18 Wochen sind seither vergangen. Nun hat Noah Dettwiler zur Medienkonferenz geladen und gibt entspannt Auskunft. Als ob es die Dramatik der letzten Monate nie gegeben hätte. Vom Unfall weiss er nichts mehr. Erst vier Tage später habe die Erinnerung wieder eingesetzt, als ihn seine Freundin und seine Familie auf der Intensivstation in Malaysia besuchten. Rücktransport mit der Rega in die Schweiz, die Rehabilitation zuerst in Basel und dann in Barcelona, wo er heute lebt. Er hat rasante Fortschritte gemacht und neuen Mut gefasst: «Ich hätte nie gedacht, dass ich so schnell wieder auf die Beine komme. Mein starker Körper hat geholfen, nicht jeder hätte diesen schlimmen Unfall überlebt und ich hatte grosses Glück im Unglück.» Noch sei er nicht ganz fit. Die Beweglichkeit des linken Beines müsse besser werden. Ein langer Nagel vom Knie bis ins Fussgelenk sorge für Stabilität. «Velo fahren kann ich, aber joggen noch nicht.»

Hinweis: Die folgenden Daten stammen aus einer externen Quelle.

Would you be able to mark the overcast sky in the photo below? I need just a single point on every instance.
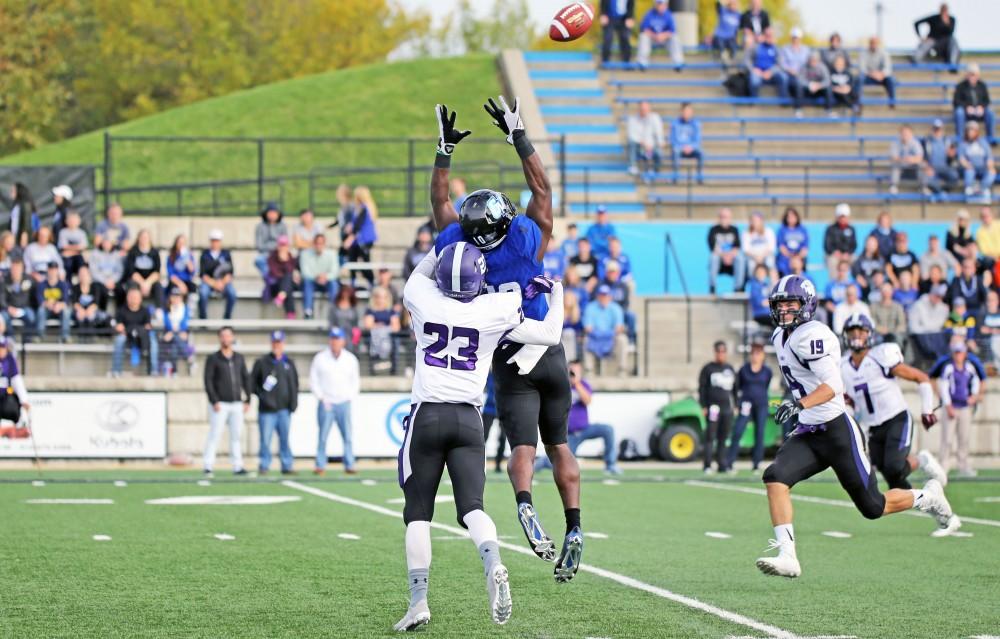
(978, 20)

Der Unfall habe keine Spuren hinterlassen. Er könne die TV-Bilder ohne Emotionen betrachten. Eine Schuldfrage gebe es nicht. «Solche Unfälle können passieren und jeder Rennfahrer nimmt das Risiko in Kauf.» Mit Rueda tausche er sich regelmässig aus. «Nicht über den Unfall, mehr darüber, wie es uns geht.» Der Spanier ist weit weniger gravierend verletzt worden.

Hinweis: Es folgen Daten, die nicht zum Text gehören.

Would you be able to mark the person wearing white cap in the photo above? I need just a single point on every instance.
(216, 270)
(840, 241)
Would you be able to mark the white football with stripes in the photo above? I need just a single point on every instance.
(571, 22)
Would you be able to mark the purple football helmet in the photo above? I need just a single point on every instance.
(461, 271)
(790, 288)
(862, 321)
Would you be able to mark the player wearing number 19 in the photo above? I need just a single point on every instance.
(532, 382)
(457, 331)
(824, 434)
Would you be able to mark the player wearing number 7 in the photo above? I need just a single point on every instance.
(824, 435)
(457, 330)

Eine normale Geschichte endet hier. Aber genau hier beginnt erst die eigentliche Geschichte. Noah Dettwiler will wieder fahren. Nach Herzstillständen, Notoperationen und mit einem Metallnagel im Bein. Der Rennsport mag die Welt in Sieger und Verlierer teilen. Doch manchmal gibt es eine dritte Kategorie: jene, die sich nicht unterkriegen lassen. Es ist keine Geschichte über reelle Aussichten auf Siege. Es ist eine über Leidenschaft und vielleicht auch über Trotz. Über einen jungen Mann, der sich von keiner Rangliste sagen lässt, wann Schluss ist. Zweifel habe er nicht lange gehabt. «Mir war schnell klar, dass ich unbedingt wieder zurück auf die Rennstrecke will.» Und so spricht er nun über seine Pläne.

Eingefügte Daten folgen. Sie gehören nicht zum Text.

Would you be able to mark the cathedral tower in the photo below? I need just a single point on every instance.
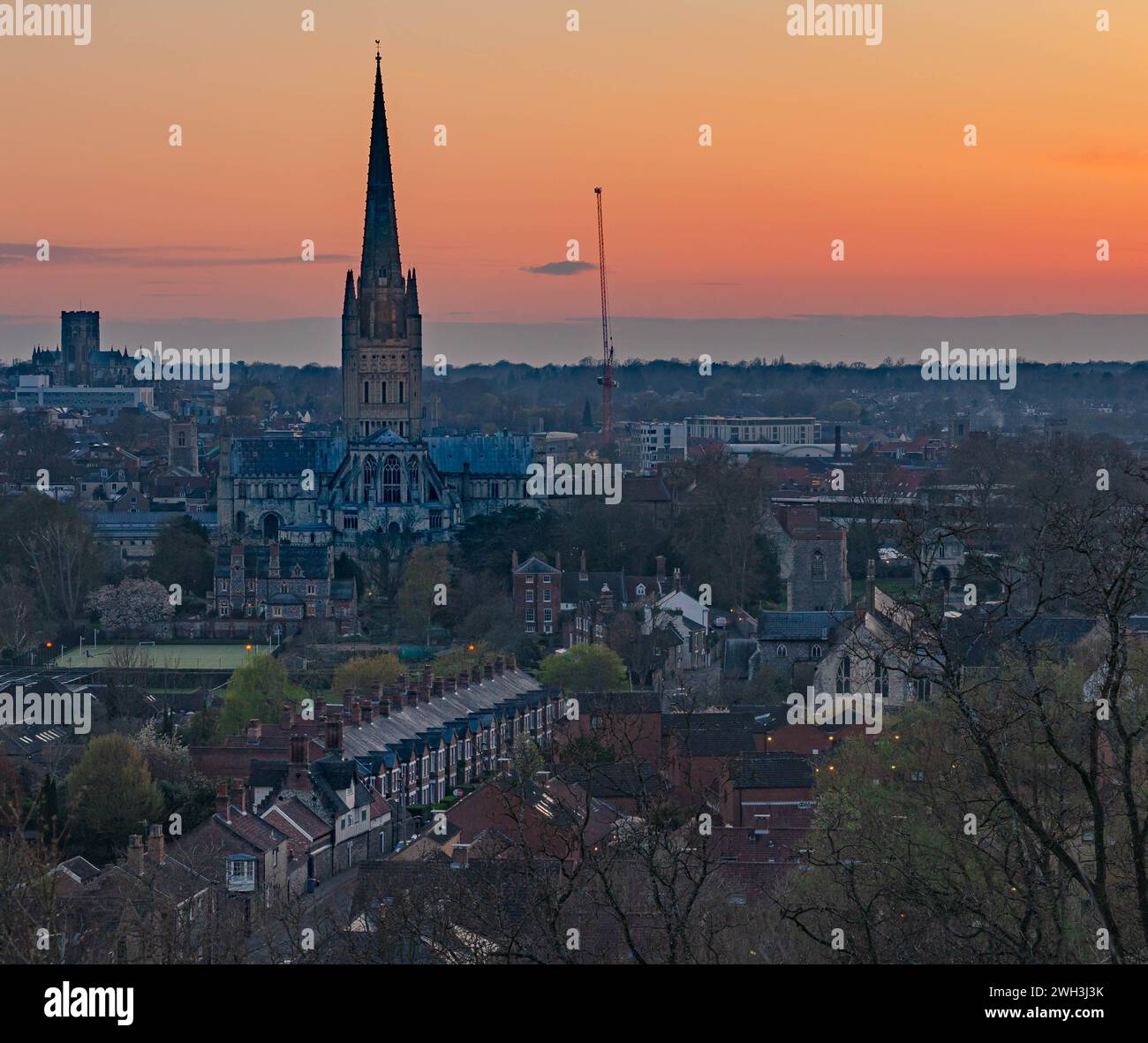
(382, 329)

Die Rückkehr versucht er über die italienische Supersport-Meisterschaft. Sein Ziel ist klar: «Ich will zurück in den GP-Zirkus.» Dorthin also, wo er in zwei Jahren noch nicht Fuss fassen konnte. Im März sind die ersten Tests geplant, Ende April möchte er bei den ersten Rennen unbedingt dabei sein. Es ist ein Comeback auf einer Ducati, einer Höllenmaschine, doppelt so schwer, mit gut doppelt so vielen PS und viel schneller als alles, was er bisher gesteuert hat. «Ich weiss noch nicht, wie ich mental darauf reagiere, wenn ich dann mit 280 Stundenkilometer fahre. Aber ich will so schnell wie möglich eine Antwort haben.»
Der Vertrag mit einem italienischen Rennteam ist vorerst für ein Jahr. Betreut wird er von der Sportförderungs-Agentur Sorpasso und die Planung ist auf zwei Jahre ausgelegt. 2026 als Jahr der Rückkehr, 2027 dann das Jahr der Wahrheit. Im besten Falle sind die Resultate diese Saison bereits so gut, dass er zum Saisonfinale mit einer Wild Card in der Supersport WM mitfahren darf – dort, wo Dominique Aegerter zu den Stars gehört.
Andere würden sagen: Es reicht und das Überleben als Zeichen deuten, nun etwas Sicheres zu suchen. Oder in den Rückspiegel schauen und darin eine Warnung sehen. Noah Dettwiler nicht. Er spricht mit einer fast kindlichen Selbstverständlichkeit davon, dass es weitergeht. Die Aussichten auf Ruhm und Reichtum sind gering. Aber dass einer aufsteht, obwohl es niemand von ihm erwartet, dass einer zurückkehrt, obwohl ihn nichts dazu zwingt, dass einer nicht schneller war als die anderen, aber standhafter. Das ist wahre Leidenschaft und fast so wertvoll wie ein Podestplatz.